# ".... I received a call from the [US] National Security Council...."



## Kirkhill (28 Apr 2017)

*“Five minutes after we hung up, I received a call from the [US] National Security Council. They asked me if I thought you meant what you’d said! I told them that you did mean it and that, if they want to avert a default to the IMF, they’d better knock some sense into the Europeans.”*  April 2015.

Two articles. Both worth reading in detail. 

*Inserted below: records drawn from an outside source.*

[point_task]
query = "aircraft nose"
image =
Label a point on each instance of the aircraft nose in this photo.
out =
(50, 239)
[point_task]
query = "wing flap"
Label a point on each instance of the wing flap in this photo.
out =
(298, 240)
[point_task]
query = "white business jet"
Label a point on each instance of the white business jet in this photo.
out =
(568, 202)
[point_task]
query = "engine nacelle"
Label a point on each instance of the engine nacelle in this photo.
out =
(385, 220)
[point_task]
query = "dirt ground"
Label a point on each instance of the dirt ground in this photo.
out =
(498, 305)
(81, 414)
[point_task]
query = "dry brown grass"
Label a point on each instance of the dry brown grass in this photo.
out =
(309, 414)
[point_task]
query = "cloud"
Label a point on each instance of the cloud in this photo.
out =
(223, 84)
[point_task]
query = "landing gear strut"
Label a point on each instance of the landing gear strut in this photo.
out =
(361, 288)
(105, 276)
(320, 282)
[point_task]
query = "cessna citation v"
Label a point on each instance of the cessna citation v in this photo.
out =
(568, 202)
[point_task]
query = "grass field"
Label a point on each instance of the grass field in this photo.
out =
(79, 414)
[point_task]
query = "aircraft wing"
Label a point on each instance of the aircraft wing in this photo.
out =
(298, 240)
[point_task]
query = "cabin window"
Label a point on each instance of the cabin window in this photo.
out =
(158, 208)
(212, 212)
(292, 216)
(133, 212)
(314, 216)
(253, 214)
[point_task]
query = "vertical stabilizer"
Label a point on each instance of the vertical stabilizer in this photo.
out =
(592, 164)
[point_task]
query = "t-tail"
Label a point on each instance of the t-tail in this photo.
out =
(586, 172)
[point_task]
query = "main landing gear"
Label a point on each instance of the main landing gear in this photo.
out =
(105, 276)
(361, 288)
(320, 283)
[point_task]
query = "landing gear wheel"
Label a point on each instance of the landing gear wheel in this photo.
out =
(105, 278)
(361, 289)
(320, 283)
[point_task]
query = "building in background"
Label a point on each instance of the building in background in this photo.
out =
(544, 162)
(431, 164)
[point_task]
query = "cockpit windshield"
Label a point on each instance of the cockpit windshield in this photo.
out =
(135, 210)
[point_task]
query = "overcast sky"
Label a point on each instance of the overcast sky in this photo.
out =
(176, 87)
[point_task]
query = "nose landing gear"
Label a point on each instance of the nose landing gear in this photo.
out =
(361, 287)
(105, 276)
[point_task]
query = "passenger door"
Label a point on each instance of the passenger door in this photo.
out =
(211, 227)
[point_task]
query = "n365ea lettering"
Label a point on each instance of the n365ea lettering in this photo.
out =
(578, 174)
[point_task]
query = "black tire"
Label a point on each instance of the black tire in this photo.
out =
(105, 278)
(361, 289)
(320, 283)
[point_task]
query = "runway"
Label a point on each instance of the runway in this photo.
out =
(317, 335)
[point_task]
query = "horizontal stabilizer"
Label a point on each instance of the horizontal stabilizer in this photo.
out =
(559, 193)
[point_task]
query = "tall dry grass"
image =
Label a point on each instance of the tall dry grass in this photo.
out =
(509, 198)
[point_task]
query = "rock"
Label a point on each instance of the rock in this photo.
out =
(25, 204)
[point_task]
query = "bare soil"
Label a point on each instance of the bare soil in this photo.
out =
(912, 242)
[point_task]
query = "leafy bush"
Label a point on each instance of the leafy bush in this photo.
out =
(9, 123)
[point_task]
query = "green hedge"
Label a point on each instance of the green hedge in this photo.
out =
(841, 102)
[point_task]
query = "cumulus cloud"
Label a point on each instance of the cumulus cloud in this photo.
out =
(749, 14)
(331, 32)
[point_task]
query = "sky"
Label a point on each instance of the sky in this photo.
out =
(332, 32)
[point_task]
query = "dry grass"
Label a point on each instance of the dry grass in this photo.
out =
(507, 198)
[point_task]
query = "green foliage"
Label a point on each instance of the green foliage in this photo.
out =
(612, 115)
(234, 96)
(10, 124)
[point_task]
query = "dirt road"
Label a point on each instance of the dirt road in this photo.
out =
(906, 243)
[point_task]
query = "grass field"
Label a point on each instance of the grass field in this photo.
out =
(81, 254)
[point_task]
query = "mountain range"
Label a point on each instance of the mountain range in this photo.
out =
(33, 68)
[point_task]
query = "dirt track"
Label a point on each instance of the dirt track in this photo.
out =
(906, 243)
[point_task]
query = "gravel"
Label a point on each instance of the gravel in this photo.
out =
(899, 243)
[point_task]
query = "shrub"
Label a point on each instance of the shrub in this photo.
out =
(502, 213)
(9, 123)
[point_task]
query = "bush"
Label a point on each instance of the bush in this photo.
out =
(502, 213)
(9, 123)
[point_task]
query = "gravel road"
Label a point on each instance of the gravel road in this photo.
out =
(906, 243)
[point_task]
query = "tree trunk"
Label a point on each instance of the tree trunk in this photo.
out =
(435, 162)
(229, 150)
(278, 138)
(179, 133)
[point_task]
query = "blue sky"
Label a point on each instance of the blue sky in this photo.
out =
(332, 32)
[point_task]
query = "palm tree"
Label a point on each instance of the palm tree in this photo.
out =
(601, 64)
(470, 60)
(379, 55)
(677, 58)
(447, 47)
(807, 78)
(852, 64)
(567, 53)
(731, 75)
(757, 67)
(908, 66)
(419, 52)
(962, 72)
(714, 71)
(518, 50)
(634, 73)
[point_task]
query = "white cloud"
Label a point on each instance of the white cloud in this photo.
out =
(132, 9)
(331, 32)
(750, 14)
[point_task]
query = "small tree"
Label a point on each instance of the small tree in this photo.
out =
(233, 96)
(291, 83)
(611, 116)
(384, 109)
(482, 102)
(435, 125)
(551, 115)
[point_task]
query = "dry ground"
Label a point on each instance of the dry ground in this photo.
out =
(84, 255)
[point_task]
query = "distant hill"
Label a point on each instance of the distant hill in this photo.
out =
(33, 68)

Liberal Democracy European style.

http://www.telegraph.co.uk/news/2017/04/28/adult-room-yanis-varoufakis-tried-failed-win-forgiveness/



> Adult in the Room: How Yanis Varoufakis tried – and failed – to win forgiveness for Greece's debts from Europe's 'deep establishment'
> 
> 
> Greek Finance Minister Yanis Varoufakis arrived to present his ministry's new secretaries at a press conference in Athens on March 4, 2015. Strapped for cash and under pressure to deliver on reforms, Greece's new radical government ruffled feathers in Brussels by not respecting the diplomatic niceties of the negotiating table
> ...



Second article

http://www.telegraph.co.uk/news/2017/04/28/yanis-varoufakis-brexit-advice-theresa-may-avoid-negotiating/



> What emerges from Adults in the Room is a eurozone regime where democratic accountability has broken down.
> 
> Real clout lies with a secretive “Eurogroup Working Group”, operating on the margins. It is under the iron control of Thomas Wieser, the most powerful man in Brussels. While this body ostensibly serves elected finance ministers, they might as well be wallpaper.
> 
> ...


----------